Beowull – what Martian laser? Do you have a cite?

I swear when I first read about this, the article mentioned that it was the most powerful laser in the known universe, but I can’t find any mention of the power output now.

Peacocks are nasty, noisy, animals that you don’t want. Get a couple and find out. You will want to shoot them but you can’t eat them and they shit everywhere, on everything. Raising peacocks is one of those things that you will wish somebody warned you about first. I imagine peacocks when I read a story with velociraptors in it. Your neighbors are going to hate you.

Did it sound like Johnny Cash?

Nope. Not sure she sounded like anything, exactly – voices in my mind don’t have much sound to them. But certainly not like Johnny Cash.

Did Cash say something about humans thinking we invented everything?

No. He voiced the space coyote during Homer’s trip.

Link.

Ah.

Mine was a lot less woo-ish. At least, if you ignore the fact that I was having a conversation with Coyote at all.

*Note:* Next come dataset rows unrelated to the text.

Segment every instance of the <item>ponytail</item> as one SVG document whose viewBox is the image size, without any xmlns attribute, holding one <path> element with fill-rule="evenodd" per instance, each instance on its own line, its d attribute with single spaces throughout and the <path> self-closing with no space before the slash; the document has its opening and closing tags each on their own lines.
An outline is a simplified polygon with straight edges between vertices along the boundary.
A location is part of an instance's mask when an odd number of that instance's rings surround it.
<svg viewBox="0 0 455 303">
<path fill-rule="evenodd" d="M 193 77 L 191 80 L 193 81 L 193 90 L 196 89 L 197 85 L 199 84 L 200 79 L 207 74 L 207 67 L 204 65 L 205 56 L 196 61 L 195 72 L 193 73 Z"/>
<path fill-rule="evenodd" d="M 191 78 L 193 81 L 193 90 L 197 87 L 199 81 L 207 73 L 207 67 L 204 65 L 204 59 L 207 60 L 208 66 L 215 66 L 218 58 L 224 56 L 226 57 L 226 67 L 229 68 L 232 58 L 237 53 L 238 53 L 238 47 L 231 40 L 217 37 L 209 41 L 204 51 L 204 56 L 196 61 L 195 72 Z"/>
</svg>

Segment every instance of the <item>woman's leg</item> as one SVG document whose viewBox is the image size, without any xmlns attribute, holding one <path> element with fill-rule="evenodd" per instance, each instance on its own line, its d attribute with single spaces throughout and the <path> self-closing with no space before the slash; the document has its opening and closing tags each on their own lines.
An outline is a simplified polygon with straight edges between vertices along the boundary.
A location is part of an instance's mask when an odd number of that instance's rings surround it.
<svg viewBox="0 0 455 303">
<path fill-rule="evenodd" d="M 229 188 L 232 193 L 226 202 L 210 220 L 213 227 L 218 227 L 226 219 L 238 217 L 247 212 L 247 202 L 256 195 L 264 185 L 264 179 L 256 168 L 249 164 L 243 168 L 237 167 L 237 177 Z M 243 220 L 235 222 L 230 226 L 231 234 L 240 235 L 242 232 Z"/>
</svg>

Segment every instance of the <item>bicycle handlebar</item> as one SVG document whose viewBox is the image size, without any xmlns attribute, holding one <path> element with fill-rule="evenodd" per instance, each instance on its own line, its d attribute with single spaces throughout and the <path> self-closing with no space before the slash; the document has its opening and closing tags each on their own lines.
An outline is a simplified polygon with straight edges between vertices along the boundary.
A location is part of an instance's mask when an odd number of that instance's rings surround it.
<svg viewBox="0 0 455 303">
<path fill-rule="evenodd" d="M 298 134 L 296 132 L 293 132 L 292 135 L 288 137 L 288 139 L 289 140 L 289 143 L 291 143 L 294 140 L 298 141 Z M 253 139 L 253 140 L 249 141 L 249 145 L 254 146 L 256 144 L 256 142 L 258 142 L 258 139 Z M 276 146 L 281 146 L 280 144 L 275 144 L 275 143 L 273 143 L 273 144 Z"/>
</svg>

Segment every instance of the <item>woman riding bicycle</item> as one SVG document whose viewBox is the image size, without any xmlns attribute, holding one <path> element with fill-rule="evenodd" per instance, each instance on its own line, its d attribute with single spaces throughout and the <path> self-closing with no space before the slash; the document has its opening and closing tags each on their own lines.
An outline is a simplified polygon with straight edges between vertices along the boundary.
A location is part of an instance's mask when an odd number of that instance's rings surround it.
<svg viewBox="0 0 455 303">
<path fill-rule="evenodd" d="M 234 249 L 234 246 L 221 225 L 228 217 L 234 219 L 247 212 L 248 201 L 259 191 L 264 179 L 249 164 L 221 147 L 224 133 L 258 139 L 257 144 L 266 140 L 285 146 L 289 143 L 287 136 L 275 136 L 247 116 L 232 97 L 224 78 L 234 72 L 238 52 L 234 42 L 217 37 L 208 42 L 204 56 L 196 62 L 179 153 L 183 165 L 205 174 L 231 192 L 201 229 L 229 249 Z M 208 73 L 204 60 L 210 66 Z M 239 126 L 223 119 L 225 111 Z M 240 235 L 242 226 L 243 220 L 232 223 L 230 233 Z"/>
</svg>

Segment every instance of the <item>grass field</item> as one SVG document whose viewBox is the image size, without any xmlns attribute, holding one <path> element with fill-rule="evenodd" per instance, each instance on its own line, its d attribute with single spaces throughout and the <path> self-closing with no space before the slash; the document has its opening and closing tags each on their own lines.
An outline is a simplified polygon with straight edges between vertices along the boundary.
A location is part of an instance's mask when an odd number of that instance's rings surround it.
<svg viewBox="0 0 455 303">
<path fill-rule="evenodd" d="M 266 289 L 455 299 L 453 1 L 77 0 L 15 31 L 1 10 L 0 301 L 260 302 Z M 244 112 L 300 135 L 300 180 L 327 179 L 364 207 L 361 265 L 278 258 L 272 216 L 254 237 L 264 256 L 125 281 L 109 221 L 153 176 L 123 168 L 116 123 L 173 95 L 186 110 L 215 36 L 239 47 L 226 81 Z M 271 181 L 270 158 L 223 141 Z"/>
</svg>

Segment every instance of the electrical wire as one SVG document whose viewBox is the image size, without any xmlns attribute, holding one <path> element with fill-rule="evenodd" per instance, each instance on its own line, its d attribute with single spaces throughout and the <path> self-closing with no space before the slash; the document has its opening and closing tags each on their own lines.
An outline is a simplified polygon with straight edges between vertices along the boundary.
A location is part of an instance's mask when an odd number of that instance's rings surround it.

This is another of those natural “lasers” that are actually cases of Amplified Spontaneous emission. There’s no resonator – no laser cavity no structure producing a spectrally narrowed directional beam. You get a population inversion, and any random transition of that wavelength can excite a beam that picks up energy as it traverses the region of gain material with the inversion. The result is a pretty broad beam with a linewidth determined by the properties of the gain medium. There’s no feedback – the beam only goes in one direction. Those ultraviolet lasers they’ve seen in some stars is the same kind of thing

Of course, there are plenty of such ASE-based “lasers” right here on Earth. A lot of nitrogen lasers are really ASE, not true cavity-defined lasers. The nuclear bomb-pumped X-ray laser that Edward Teller championed was also an ASE laser.